Congress Asleep at the Switch as the Debt Ceiling Looms
Policy + Politics

Congress Asleep at the Switch as the Debt Ceiling Looms

iStockphoto/The Fiscal Times

With the U.S. Treasury less than two weeks away from running out of money and being forced to choose which bills to pay and which to default on, Congress hasn’t assembled a credible plan to do what almost everyone acknowledges is inevitable: raise the Treasury’s borrowing limit so that it can fund the spending that lawmakers have already approved.

Worse still, with no viable option currently in play, reports from Capitol Hill now indicate that even an obviously doomed effort to raise the debt limit can’t garner enough Republican support to pass the House of Representatives.

Related: Debt Crisis and Government Shutdown Fears Cloud Talk of Budget Reform

According to Politico, the Terms of Credit Act, introduced by Republican Study Committee Chairman Bill Flores of Texas, will not get a vote in the House of Representatives this week as many had expected. The bill would raise the debt ceiling by $1.5 trillion in exchange for a number of conservative priorities, including the elimination $3.8 trillion in mandatory spending over the next decade (mandatory programs include things like Medicare, Medicaid, and many programs meant to assist the poor.) It demands a vote on a balanced budget amendment to the Constitution and a freeze on regulatory actions by the executive branch.

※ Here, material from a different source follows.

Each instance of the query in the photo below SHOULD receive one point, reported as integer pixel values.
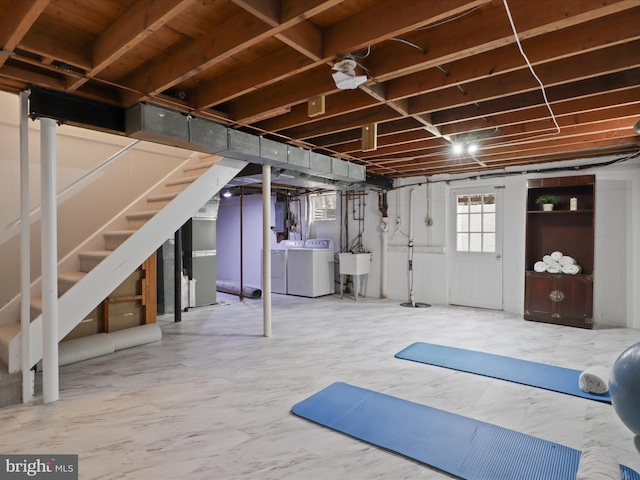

Interestingly, the bill would also specify changes to procedures in the Senate that would limit the ability of lawmakers to debate some appropriations bills and set rules for the Senate’s consideration of resolutions sent over from the House in connection with the Balanced Budget Amendment.

Putting aside the huge cut to entitlement programs, which would no doubt earn the bill a Democratic filibuster in the Senate, the idea that the Senate would suffer the House to write revisions of its operating rules was ridiculous enough to guarantee that the bill, at least as written, would never make it through that chamber.

However, according to Politico’s Jake Sherman and John Bresnahan, the bill now probably won’t even make it to the floor of the House because the most conservative members in the House won’t support it without further concessions from Democrats.

Related: What a Debt Ceiling Disaster Could Mean to You

With the House GOP getting ready to vote on a new speaker next week, the administration and its supporters in Congress are getting nervous that lawmakers are leaving themselves too little time to get a deal on the debt ceiling done.

Calling it a “calendar of chaos” in the House, Minority Leader Nancy Pelosi (D-CA) told reporters Thursday, “We have to act.”

Treasury Secretary Jack Lew earlier this week warned about the dire consequences of failing to pass a debt limit increase soon.

“What I am most worried about ... is an accident,” he said. “Accidents can happen when you play this last-minute brinkmanship game.”

House Speaker John Boehner of Ohio, who is expected to retire at the end of the month if Republicans can elect his successor, has sought to calm talk of potential default. “I have to make clear: We’re not going to default on our debt,” he said Tuesday.